The Israeli spacecraft Beresheet crash-landed on the Moon on 11 April after apparent engine trouble moments before it was scheduled to touch down. The mishap ended the mission’s goal of becoming the first privately funded craft to make a controlled landing on Moon, Nature reported.
“Well, we didn’t make it. But we definitely tried,” said Morris Kahn, the president of SpaceIL, the non-profit company that built Beresheet, speaking from mission control in Yehud, Israel. “I think the achievement of getting to where we got is really tremendous.”
SpaceIL has not commented on what factors led to the crash landing, which dashed Israel’s dreams of becoming the fourth country to put a spacecraft on the Moon — alongside China, Russia and the United States. But Opher Doron, general manager of the space division at Israel Aerospace Industries, which partnered with SpaceIL on the mission, noted that Israel is now the seventh country to orbit the Moon successfully.
“Navigating a complex trajectory to lunar orbit and then attempting a soft landing on the Moon with an autonomous robotic spacecraft is a tremendous achievement regardless of the final outcome,” says Bob Richards, founder and chief executive of Moon Express, a company in Cape Canaveral, Florida, that is building its own lunar lander.
Beresheet – which means “in the beginning” in Hebrew – was the size of a small car. It was set to undertake a two-day scientific mission to study lunar rocks in a bid to understand the Moon’s magnetic past. At $100 million, the craft was relatively cheap for a Moon lander and its reported lack of back-up systems could have meant that it was vulnerable to even small failures.

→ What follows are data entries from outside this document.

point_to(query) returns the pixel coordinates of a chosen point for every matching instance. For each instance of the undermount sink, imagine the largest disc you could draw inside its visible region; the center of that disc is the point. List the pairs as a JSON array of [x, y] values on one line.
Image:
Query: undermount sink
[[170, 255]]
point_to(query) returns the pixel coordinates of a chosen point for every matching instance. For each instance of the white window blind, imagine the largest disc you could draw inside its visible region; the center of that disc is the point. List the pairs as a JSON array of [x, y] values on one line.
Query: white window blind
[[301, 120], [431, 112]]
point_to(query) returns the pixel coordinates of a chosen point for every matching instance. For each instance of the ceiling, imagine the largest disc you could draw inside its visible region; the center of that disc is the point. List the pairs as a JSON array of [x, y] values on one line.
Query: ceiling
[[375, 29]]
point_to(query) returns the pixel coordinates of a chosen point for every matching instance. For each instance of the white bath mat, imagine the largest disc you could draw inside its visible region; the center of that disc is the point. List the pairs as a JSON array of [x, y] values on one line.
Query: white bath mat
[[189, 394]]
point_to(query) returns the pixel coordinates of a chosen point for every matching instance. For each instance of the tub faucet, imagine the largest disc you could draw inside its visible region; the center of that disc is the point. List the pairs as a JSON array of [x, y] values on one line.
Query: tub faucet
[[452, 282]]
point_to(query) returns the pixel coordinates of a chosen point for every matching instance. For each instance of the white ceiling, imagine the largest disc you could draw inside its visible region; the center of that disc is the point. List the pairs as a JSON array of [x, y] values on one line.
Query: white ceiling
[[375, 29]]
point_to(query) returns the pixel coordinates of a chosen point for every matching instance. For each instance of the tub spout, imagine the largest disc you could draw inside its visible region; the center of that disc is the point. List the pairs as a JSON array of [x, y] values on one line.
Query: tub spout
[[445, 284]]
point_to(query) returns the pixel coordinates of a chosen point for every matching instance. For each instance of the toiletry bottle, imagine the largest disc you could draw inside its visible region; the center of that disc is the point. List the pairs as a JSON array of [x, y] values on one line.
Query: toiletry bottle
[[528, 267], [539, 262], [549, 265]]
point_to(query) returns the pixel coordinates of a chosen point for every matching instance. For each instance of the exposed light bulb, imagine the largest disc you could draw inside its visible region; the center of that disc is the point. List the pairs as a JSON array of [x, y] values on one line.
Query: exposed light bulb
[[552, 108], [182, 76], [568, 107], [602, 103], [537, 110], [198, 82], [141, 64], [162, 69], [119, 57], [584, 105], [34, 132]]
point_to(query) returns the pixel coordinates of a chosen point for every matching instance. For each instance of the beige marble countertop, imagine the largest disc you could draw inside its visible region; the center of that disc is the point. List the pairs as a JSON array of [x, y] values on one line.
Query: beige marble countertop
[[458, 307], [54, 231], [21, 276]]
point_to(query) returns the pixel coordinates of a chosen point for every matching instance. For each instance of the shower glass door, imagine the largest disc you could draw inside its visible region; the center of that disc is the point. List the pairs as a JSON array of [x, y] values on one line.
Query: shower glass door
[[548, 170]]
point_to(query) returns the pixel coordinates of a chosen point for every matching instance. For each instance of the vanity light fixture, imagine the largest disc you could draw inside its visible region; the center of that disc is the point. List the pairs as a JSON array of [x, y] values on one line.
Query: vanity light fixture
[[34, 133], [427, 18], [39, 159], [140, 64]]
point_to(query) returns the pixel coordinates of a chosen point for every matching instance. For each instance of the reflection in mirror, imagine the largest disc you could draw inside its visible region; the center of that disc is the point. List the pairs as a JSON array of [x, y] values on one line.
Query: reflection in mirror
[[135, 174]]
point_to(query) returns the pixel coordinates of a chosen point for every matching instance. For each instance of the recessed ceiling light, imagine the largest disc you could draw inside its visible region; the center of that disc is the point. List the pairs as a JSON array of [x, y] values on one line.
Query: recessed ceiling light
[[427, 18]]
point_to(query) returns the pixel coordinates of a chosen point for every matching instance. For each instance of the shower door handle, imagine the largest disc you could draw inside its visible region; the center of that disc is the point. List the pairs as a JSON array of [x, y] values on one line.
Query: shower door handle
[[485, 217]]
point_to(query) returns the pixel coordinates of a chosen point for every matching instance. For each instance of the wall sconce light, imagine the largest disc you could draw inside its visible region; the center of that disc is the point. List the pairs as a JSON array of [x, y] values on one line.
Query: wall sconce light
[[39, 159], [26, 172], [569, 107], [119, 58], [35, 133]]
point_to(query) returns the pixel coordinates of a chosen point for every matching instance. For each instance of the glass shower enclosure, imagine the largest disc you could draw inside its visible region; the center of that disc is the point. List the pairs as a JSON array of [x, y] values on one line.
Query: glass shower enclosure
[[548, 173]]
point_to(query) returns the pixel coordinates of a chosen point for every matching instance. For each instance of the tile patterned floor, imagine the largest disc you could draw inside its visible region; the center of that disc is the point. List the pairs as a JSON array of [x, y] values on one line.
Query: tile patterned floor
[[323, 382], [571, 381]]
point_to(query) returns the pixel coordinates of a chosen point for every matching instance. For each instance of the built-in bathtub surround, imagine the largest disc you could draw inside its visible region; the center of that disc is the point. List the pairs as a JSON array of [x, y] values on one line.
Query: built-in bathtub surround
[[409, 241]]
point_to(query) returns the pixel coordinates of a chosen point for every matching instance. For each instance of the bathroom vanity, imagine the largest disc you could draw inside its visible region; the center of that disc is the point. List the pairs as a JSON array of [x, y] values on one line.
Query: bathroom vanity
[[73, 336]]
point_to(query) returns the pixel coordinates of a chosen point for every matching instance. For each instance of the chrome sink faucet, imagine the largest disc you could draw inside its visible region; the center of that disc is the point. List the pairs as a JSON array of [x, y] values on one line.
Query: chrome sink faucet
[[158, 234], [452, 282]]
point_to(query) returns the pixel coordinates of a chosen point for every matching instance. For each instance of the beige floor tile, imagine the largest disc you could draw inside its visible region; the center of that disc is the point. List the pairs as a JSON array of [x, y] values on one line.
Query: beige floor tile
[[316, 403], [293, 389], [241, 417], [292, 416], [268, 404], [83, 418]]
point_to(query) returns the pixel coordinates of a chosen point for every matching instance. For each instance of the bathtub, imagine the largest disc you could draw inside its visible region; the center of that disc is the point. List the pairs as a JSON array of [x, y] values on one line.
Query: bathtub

A successful touchdown would have made Israel the fourth country to pull off a soft lunar landing, and SpaceIL would have become the first entity primarily funded by private donors to land a spacecraft on another world. The lander was carrying two scientific instruments and a digital time capsule that includes a “lunar library”, National Geographic adds.
According to AP, Beresheet carried a small laser retroreflector from NASA intended to measure magnetic fields and provide insight on the moon’s iron core. It also had a time capsule that included a Bible, Israeli cultural symbols and a picture of famed Israeli astronaut Ilan Ramon, who died in the crash of the U.S. space shuttle Columbia in 2003.